Quatre Modules Interdépendants  *  Sur Lyon  *  Week-end

 

 

 

-Module n° 1 :  Réveil Thymique
Ici on met l’accent sur les mécanismes biologiques qui permettent un « saut » évolutif et le passage d’un seuil critique. On insistera notamment sur le fait qu’ils combinent des pressions externes et internes. Les « contractions » biologiques agissent comme un détonateur qui active le système de vigilance, mais le facteur décisif c’est la façon dont l’organisme répond à ces pressions. Car le pic de stress doit déclencher une prise en charge du problème, c’est-à-dire la mobilisation de ressources sur la durée pour générer des réponses adaptatées. Et ce deuxième niveau suppose un « schift » intérieur, matérialisé par l’activation d’un processus de résolution auto-initié. La stimulation vitale doit être soutenue par la réactivité mentale : elle doit être relayée par l’effort de la volonté. 

 

-Module n° 2 : « Insight » Déclic 
Ici on poursuit avec le processus adaptatif, au sein duquel les solutions émergent « au contact » des problèmes. Les mécanismes qui sous-tendent la logique défensive du système immunitaire sont une matrice de résolution efficace. La stratégie d’adaptation consciente doit donc reposer sur le même pattern opératoire. Pour réussir à modifier ses réponses comportementales, il faut donc procéder méthodiquement et ne brûler aucune étape. Un effort de la volonté violent est inefficient, car il déclenche une réponse périphérique, dépourvue de toute adaptation physiologique. S’il faut comprendre la grille d’interprétation et l’évaluation sur lesquelles repose toute sa logique d’action, c’est parce qu’au niveau cellulaire, seule la modification de la tonalité émotionnelle permet de re-coupler l’émission-réception, pour qu’une nouvelle information (vision) soit traduite en une nouvelle fonction (action).

 

-Module n° 3 : Cap Harmonique 
Ici on s’intéresse au processus biologique qui sous-tend le passage du cap harmonique.
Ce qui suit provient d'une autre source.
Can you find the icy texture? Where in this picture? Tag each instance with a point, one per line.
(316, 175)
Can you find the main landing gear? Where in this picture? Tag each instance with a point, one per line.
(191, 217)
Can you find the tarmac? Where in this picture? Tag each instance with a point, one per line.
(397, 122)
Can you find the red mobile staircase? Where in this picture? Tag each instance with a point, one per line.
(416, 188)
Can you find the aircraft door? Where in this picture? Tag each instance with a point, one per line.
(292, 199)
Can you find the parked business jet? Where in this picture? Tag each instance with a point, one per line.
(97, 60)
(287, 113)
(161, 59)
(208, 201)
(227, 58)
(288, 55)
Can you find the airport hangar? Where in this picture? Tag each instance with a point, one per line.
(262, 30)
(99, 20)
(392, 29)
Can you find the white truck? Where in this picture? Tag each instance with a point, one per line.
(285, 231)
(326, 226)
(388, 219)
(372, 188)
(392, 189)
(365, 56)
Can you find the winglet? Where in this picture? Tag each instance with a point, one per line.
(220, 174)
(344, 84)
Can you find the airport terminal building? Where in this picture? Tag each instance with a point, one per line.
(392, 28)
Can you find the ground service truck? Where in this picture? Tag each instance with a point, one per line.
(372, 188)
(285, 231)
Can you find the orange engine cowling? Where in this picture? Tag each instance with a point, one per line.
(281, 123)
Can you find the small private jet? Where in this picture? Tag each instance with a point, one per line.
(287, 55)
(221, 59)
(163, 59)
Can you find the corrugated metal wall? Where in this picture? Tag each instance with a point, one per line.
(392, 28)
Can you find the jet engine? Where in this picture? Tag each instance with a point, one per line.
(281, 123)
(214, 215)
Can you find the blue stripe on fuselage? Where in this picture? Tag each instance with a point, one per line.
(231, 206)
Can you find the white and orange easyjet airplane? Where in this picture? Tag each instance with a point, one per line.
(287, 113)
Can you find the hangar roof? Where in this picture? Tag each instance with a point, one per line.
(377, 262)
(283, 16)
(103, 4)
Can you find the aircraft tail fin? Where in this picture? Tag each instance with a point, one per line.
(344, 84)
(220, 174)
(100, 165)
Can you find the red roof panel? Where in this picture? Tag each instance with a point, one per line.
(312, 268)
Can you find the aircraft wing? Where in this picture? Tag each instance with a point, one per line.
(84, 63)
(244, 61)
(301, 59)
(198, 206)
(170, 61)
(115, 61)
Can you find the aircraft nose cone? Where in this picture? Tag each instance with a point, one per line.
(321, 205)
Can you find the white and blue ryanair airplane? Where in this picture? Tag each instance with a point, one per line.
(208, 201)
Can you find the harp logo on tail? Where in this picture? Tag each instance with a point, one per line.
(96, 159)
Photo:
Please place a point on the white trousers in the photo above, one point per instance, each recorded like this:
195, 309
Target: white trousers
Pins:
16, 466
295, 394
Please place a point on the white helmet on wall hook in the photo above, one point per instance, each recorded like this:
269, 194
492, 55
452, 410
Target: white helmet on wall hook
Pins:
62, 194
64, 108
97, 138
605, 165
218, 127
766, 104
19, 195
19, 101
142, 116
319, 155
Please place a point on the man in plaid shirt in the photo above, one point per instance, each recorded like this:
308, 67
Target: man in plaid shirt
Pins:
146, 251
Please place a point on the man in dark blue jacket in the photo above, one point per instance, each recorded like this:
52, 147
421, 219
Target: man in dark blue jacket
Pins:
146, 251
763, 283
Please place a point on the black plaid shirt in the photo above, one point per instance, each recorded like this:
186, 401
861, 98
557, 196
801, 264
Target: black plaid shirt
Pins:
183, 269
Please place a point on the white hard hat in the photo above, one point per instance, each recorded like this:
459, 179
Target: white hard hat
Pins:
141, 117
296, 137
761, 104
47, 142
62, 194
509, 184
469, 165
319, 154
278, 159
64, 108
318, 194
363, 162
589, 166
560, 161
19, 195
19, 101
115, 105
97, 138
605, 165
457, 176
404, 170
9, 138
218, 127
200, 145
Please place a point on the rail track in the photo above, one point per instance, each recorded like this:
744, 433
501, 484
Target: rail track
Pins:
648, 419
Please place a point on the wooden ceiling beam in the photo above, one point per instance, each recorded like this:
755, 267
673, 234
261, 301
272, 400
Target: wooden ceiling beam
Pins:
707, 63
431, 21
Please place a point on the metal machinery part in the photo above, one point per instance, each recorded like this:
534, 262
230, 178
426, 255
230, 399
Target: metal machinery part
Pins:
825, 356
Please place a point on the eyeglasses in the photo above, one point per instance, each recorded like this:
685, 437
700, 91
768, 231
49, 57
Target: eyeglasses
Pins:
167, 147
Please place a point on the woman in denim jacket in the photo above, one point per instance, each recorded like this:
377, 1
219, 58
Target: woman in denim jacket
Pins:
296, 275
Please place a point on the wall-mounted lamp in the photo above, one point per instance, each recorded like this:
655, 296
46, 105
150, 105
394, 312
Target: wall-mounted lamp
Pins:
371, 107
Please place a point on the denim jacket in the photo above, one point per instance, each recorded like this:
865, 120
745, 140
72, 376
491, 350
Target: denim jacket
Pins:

Ce stade est atteint lorsqu’on a consciemment « fait le tour » de la stratégie qui régit toute forme d’entreprise et d’engagement, de coopération et de relation. Il se traduit par une tension maximale entre la conduite, qui n’a toujours pas bougé, et le ressenti, qui s’est complètement transformé. Et, lorsque le conflit devient critique, la poussée exercée par le thymus, en phase de décontraction, fait lâcher le verrouillage du cervelet en mode automatique. C’est un palier décisif, qui mène à l’harmonisation de la parole et de la conduite, à travers le feedback biologique ; qui permet de « moduler » actions et réactions, en appui sur le système nerveux autonome et à travers la proprioception. Et ces nouvelles conditions, liées à la libre circulation de l’énergie, déclenchent l’émergence d’une nouvelle vision.

 

-Module n° 4 :  Flow Énergétique
Ici on s’initie au processus biologique qui sous-tend l’assimilation de la vision unifiée – point culminant de la Self World Revolution. Car le cap harmonique modifie radicalement le contexte de la perception, en ouvrant la voie à l’intégration de toutes les sensations par la proprioception. Ce qui caractérise cette étape c’est l’opposition entre les nouveaux repères spatio-temporels intérieurs dynamiques, et la persistance du référentiel extérieur statique, la coexistence problématique d’un monde régi par l’énergie, et d’un monde régi par la matière au sens strict. La bascule intervient à la jonction du sens interne et du sens externe. Car le Face-à-Face critique déclenche le « reset » intégral : l’ébranlement de toutes les bases figées et l’intégration de l’expérience de l’unité ; le paramétrage de la posture et de l’état équilibrés, en toutes situations et par palier, à partir des ratios harmoniques de conversion.